Неуместное разочарование возится у меня в желудке, привязанное к мысли о том, что жизнь — это не книга, у нее нет полей, на которых можно оставить заметки, объясняющие путаные события. Если бы были, Дом Афонсо сидел бы себе у своего камина в Томаре. Его появление только еще сильнее запутывает то, что уже и так вырвалось из-под контроля.
Я слышу, как дядя говорит мне: «Дражайший Берекия, жизнь часто озадачивает нас дорогами, ведущими в никуда, дверями, распахивающимися над пропастью, лестницами, поднимающимися к запертым воротам». Я вспоминаю, как он говорил мне, что вся жизнь — паломничество к субботе. «Даже если и так, — думаю я, — то почти каждый из нас выбирает самый извилистый путь, чтобы добраться до нее».
Я возвращаюсь к Фариду.
— Люди — очень странные создания, — подмечаю я.
— Почему? Что случилось? — Я объясняю, и он показывает: — Ты ведь не знаешь, так?
— Знаю что? — спрашиваю я.
— Когда-то давно они были любовниками. Самир мне рассказал.
— Ты с ума сошел! Афонсо и…
— Это закончилось много лет назад. Теперь это не имеет значения.

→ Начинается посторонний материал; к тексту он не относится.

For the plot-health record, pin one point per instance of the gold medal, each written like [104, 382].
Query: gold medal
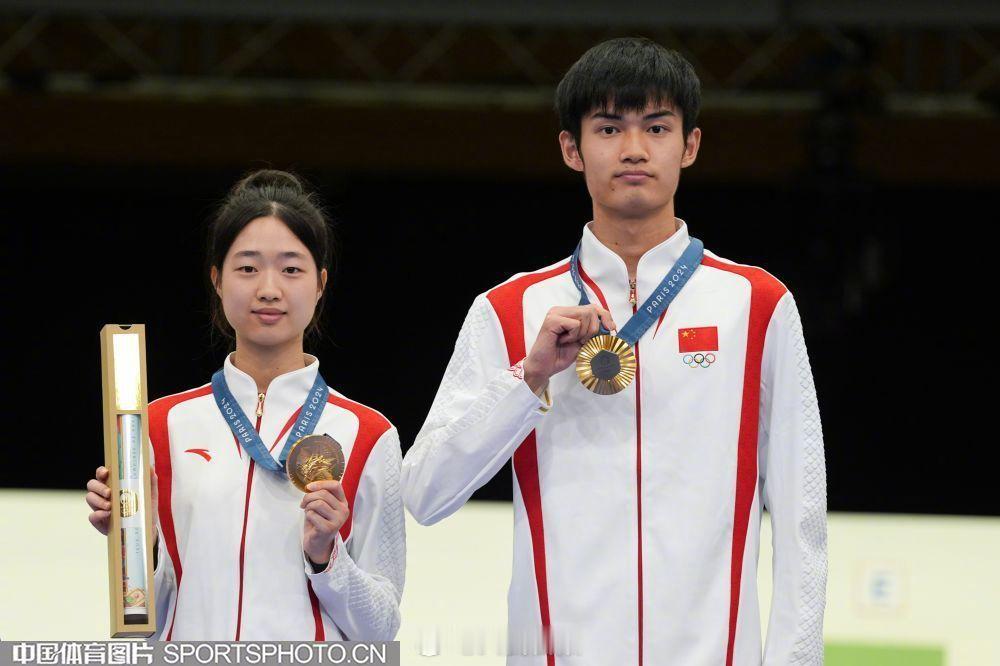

Его слова слишком просты, чтобы их понять. Пол становится влажным, ускользая из-под ног подобно речному потоку. Говорящие руки Фарида позволяют мне удержать вращающийся мир.
В конце концов, разве Эсфирь не могла принять участие в убийстве дяди? Возможно, она мимоходом обмолвилась Дому Афонсо о существовании геницы. Он мог действовать в одиночку, продолжая с ней отношения. Фарид чувствует ход моих мыслей и показывает:
— Карточный домик, построенный на кривом столе во время песчаной бури.
— Нет, если она не догадывалась о планах Афонсо. Возможно, он скрывал от нее свои планы. Даже сейчас она не подозревает, что человек, утешающий ее, — убийца ее мужа!
— Но из письма Ту Бишвата мы выяснили, что, скорее всего, тут замешан один из контрабандистов. Если, конечно, ты исключаешь мысль, что Афонсо был одним из них… что он и есть Зоровавель.
Некоторое время мы с Фаридом сидим в гнетущем молчании: я все еще не отошел от благоговейного ужаса, испытанного от ухода Эсфирь. Друг время от времени что-то показывает мне, но я не обращаю на него ни малейшего внимания, пока он, наконец, не берет меня за руку.
— Кто-то с очень странной походкой вошел в дом, — показывает он. — Я чувствую вибрацию.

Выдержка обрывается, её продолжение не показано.